Still, it is comforting to know that there is a face to see them at the airport, a place to stay in for the first few days anyway. What after that? More plans, naturally. And predictably, full of the absent-minded-professor playing Indiana-Jones scences. Trichy, Ahmedabad, Surat, Delhi, Malaysia. More eighteenth aunts, and twenty-second cousins from Tobago. Will 5,000 dollars be enough for the trip? Where can one buy jewelry? Vibha, she of the 40-mile daily commute, wants sarees -- this, when most Vibhas are trying hard to forget the saree!

This is all beyond me -- by now, I'm happy to simply tell them who I know in one place or another, and to urge them to stay in contact with those they are reasonably familiar with. I tell them to carry their money in traveller's checks, not all of it in one place. Watch what you eat on trains, be careful about the water, all the usual stuff. And have fun!

I said that last bit casually enough, but you should have the seen the old man's face. It broke into a broad grin, and he nodded with all the conviction I'll ever need to see. Of course he'd have fun. Looking at his smiling face, I resolved to set aside my cynicism that the trip could go off without a hitch -- and sought instead to share the simple and radiant happiness of this contented couple chasing their dream.

Later this year, I'll pack my bags and leave, marking another turn in my own journey through life. Some weeks ago on India Central, I argued, and some would say vehemently, that educated Indians owe an enormous debt to the country, one we have paid only sparingly. That is true enough and I maintain it, finding in it my own motivation to go home when I'm done with the university. But these past few weeks have opened my eyes to another truth -- one which we Indians who live abroad often seek, but rarely find evocatively displayed.

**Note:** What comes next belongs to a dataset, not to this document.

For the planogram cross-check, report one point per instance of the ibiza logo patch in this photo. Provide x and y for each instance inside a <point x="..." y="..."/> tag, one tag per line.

In the simple ways of an anachronistic and culturally transplanted couple, and in the maddenning murkiness of their travel plans, I have witnessed the unalloyed joy in seeing one's fondest wishes come true. The Nadars are off to the India they have long known and sought in their hearts, even though it has never been a part of their physical lives. The thought of visiting the land of their dreams and gods has created such immense joy in this couple. I haven't fully lost my steely "are-you-mad" look, but a sense of wonderment is beginning to soften the glint.

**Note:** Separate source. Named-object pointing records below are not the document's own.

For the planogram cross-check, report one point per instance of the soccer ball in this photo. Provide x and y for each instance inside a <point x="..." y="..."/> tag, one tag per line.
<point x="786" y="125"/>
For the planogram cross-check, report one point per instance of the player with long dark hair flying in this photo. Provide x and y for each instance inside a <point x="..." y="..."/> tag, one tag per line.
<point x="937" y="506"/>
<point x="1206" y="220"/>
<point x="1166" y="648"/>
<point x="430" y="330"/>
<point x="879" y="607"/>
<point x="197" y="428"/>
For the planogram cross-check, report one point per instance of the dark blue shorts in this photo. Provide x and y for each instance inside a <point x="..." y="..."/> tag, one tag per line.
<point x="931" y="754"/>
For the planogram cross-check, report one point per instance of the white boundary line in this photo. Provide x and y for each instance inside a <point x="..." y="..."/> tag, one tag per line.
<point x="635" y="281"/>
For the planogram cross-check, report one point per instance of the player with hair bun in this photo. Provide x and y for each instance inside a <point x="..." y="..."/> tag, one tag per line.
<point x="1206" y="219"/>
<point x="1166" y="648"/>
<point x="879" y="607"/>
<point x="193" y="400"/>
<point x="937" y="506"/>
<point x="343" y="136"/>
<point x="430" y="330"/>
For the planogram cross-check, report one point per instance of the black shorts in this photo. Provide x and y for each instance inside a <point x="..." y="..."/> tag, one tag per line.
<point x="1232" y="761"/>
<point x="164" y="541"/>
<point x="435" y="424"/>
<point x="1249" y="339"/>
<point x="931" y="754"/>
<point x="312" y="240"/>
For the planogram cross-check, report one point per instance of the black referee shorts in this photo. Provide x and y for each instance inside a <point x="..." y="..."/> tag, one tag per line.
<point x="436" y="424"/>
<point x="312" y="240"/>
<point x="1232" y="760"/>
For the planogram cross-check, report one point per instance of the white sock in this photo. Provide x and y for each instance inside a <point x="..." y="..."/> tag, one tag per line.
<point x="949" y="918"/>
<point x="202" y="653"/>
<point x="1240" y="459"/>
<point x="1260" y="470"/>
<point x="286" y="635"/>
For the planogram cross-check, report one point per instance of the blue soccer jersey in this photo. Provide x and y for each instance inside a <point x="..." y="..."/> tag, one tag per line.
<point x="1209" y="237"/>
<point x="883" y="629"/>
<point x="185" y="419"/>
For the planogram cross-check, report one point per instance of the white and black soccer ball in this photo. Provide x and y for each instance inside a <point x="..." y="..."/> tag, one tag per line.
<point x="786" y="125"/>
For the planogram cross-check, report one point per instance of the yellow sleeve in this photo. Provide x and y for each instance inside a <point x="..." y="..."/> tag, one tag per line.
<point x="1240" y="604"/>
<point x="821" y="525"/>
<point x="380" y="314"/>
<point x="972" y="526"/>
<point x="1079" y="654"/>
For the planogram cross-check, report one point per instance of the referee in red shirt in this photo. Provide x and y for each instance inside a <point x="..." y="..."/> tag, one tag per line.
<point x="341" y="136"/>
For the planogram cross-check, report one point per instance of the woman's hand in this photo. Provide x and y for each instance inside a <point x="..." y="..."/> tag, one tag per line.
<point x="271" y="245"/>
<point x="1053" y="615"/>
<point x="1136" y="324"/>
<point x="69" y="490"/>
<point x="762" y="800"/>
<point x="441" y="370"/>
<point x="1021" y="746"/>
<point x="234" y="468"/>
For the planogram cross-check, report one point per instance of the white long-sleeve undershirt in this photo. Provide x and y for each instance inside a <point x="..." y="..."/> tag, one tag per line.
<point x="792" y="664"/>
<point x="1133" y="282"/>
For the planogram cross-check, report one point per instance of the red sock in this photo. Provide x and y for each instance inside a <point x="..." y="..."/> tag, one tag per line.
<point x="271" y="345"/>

Hope, they say, springs eternal. The hopes I carry for the India of my dreams just got a powerful boost -- from an unlikely Fijian couple whose India has always existed only in their dreams. Welcome.

P S: For those readers who, in response to an earlier article, wrote to say that I have hidden agendas against Indians abroad, this piece might seem like a flip-flop. But to those of you agreed that the law and proper principle must be upheld, there should be no inconsistency. I maintain that Indian citizens are different from foreigners of Indian origin. Being myself an NRI, I am hardly about to wage war against them!

Nor do I have any prejudice against those of Indian origin living elsewhere. Such people as the Nadars, whose cultural heritage relfects their love for India, are always welcome. Indeed, even those who have no particular affinity for India are weclome, for I certainly hold faith with the laws permiting unrestricted travel. But that does not alter the truth -- citizens of India are different from non-citizens, and equating them results in inevitable improprieties and blatant discrimination in the name of culture. The India that I cherish has no place for that.